Check the Facebook page 'dodgy horse dealers' to get info on dealers.


----------



## VikingSong (3 November 2016)

junglefairy said:



			Check the Facebook page 'dodgy horse dealers' to get info on dealers.
		
Click to expand...

I see people mentioning this group all the time, yet I can't find it anywhere on FB? There is a "dodgy dealers" group, but there's nothing on there pertaining to horses. There's the "Horse Community Scams *uncoverd/conmen exposed" group, but that hasn't been updated since 2014. The only "Dodgy Horse Dealers group" I can find is a group called "the truth about dodgy dealers group not letting dealers defend themselves." 

It must be me being thick. Has anyone got the link to the actual DHD group because I would love to read what they have to say, especially pertaining to horse dealers based in Essex?
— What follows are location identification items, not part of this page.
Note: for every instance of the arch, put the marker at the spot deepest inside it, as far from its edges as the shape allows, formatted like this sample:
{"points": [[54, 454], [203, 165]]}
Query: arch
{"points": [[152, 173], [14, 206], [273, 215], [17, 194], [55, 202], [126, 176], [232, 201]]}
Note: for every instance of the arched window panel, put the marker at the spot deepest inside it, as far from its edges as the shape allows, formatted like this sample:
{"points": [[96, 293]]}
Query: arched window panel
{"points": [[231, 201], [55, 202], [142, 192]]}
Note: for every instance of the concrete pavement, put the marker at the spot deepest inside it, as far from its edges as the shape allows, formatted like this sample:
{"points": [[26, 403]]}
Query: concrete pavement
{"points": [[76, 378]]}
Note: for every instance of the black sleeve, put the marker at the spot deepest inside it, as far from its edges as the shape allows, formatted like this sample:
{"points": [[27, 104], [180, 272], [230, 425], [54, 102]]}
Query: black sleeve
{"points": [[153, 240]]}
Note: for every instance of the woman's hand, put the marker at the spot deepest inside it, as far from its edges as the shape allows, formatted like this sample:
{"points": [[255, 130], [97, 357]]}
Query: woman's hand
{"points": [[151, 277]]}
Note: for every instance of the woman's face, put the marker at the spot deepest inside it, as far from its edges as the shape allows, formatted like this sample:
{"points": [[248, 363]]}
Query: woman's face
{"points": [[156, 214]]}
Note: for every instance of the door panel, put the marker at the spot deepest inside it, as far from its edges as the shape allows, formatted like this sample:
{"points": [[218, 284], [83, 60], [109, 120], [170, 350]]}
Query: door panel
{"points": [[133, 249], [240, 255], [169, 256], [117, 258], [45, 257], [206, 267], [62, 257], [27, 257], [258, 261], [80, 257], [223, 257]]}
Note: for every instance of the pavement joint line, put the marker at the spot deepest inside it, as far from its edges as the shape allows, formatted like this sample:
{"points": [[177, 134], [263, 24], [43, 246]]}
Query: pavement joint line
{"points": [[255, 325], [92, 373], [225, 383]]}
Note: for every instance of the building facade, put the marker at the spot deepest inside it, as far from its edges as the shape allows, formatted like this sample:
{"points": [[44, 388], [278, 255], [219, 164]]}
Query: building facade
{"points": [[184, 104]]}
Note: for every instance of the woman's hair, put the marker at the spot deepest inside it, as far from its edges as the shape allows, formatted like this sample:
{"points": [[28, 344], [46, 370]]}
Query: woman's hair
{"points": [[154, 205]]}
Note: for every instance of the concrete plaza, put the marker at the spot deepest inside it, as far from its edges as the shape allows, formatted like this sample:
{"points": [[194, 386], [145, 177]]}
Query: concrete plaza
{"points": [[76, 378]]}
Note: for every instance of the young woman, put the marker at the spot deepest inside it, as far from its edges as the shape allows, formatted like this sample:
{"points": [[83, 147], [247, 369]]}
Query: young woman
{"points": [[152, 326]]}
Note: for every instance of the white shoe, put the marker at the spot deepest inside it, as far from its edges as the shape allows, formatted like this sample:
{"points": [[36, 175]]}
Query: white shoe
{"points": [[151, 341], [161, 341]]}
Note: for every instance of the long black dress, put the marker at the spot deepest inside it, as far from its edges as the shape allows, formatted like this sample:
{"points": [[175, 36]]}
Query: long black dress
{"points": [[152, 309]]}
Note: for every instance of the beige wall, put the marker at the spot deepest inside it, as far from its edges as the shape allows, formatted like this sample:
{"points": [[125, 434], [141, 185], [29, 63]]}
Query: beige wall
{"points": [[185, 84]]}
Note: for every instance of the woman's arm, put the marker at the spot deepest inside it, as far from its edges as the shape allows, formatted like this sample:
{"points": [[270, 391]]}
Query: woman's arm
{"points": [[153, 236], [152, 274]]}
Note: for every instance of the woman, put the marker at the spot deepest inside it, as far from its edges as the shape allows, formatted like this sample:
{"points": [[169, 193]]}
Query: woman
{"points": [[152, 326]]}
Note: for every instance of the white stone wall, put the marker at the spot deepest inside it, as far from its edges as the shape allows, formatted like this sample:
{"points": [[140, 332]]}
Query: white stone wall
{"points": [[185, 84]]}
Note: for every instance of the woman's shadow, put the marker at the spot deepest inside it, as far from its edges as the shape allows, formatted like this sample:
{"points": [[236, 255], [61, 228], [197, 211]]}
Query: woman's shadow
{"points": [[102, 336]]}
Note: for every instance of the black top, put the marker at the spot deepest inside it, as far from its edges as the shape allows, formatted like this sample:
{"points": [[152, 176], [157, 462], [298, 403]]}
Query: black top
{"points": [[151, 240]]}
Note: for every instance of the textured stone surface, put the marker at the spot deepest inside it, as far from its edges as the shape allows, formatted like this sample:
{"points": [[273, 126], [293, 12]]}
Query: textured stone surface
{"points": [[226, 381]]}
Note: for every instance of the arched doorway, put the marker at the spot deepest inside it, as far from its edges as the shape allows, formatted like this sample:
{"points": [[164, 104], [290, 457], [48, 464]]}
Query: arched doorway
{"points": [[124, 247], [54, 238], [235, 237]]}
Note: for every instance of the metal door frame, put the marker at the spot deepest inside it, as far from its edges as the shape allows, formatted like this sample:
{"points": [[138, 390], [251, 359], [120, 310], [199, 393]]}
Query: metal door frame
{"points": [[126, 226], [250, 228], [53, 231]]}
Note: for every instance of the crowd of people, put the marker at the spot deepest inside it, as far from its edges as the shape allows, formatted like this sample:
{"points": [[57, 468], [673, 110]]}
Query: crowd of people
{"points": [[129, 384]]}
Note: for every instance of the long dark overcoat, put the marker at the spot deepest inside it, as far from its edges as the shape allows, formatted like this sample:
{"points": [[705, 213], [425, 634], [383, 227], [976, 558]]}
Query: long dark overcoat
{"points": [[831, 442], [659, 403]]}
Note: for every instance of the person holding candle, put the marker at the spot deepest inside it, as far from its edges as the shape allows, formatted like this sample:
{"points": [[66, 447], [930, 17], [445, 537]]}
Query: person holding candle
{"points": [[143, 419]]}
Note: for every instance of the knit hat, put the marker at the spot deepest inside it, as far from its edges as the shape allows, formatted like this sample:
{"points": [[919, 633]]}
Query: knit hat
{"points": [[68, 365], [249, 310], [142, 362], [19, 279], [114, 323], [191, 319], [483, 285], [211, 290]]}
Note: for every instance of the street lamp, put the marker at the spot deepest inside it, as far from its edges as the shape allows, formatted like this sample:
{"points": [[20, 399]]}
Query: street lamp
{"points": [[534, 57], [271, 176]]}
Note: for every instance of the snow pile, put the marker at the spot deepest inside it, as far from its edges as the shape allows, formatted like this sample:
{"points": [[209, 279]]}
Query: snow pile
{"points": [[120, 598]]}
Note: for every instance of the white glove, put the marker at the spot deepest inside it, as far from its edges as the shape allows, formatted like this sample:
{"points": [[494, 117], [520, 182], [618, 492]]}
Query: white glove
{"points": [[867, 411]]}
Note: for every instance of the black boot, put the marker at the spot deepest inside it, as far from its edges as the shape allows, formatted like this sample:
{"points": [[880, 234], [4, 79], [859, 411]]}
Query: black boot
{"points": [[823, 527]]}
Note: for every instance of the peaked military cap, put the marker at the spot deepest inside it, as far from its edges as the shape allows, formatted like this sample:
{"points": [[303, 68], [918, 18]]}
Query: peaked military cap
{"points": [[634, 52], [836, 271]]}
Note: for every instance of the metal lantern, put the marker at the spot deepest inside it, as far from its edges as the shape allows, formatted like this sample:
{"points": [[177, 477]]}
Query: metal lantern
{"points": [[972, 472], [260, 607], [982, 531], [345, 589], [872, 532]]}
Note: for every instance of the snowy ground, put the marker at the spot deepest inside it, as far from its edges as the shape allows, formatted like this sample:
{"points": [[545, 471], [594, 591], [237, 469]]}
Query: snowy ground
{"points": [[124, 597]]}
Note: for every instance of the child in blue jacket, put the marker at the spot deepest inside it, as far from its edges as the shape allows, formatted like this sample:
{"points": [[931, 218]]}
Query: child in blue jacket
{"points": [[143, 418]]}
*The spelling mistake is not mine.


----------



## junglefairy (3 November 2016)

https://m.facebook.com/groups/1429248390701007?ref=bookmarks

Not sure if that will work. The group is called "dodgy horse dealers - UK"


----------



## Irish gal (3 November 2016)

Guys, checking them out is simple, just google the name and you can see a whole string of HHO older threads - haven't read but I imagine they're full of relevant info. Alternatively put the name into the search here on HHO.


----------



## onemoretime (6 November 2016)

VikingSong said:



			I see people mentioning this group all the time, yet I can't find it anywhere on FB? There is a "dodgy dealers" group, but there's nothing on there pertaining to horses. There's the "Horse Community Scams *uncoverd/conmen exposed" group, but that hasn't been updated since 2014. The only "Dodgy Horse Dealers group" I can find is a group called "the truth about dodgy dealers group not letting dealers defend themselves." 

It must be me being thick. Has anyone got the link to the actual DHD group because I would love to read what they have to say, especially pertaining to horse dealers based in Essex?

*The spelling mistake is not mine.
		
Click to expand...

  Look for dodgy Dealer UK and Dodgy Dealers The Truth.  Then do a search on them!!  As others have said keep away!!!


----------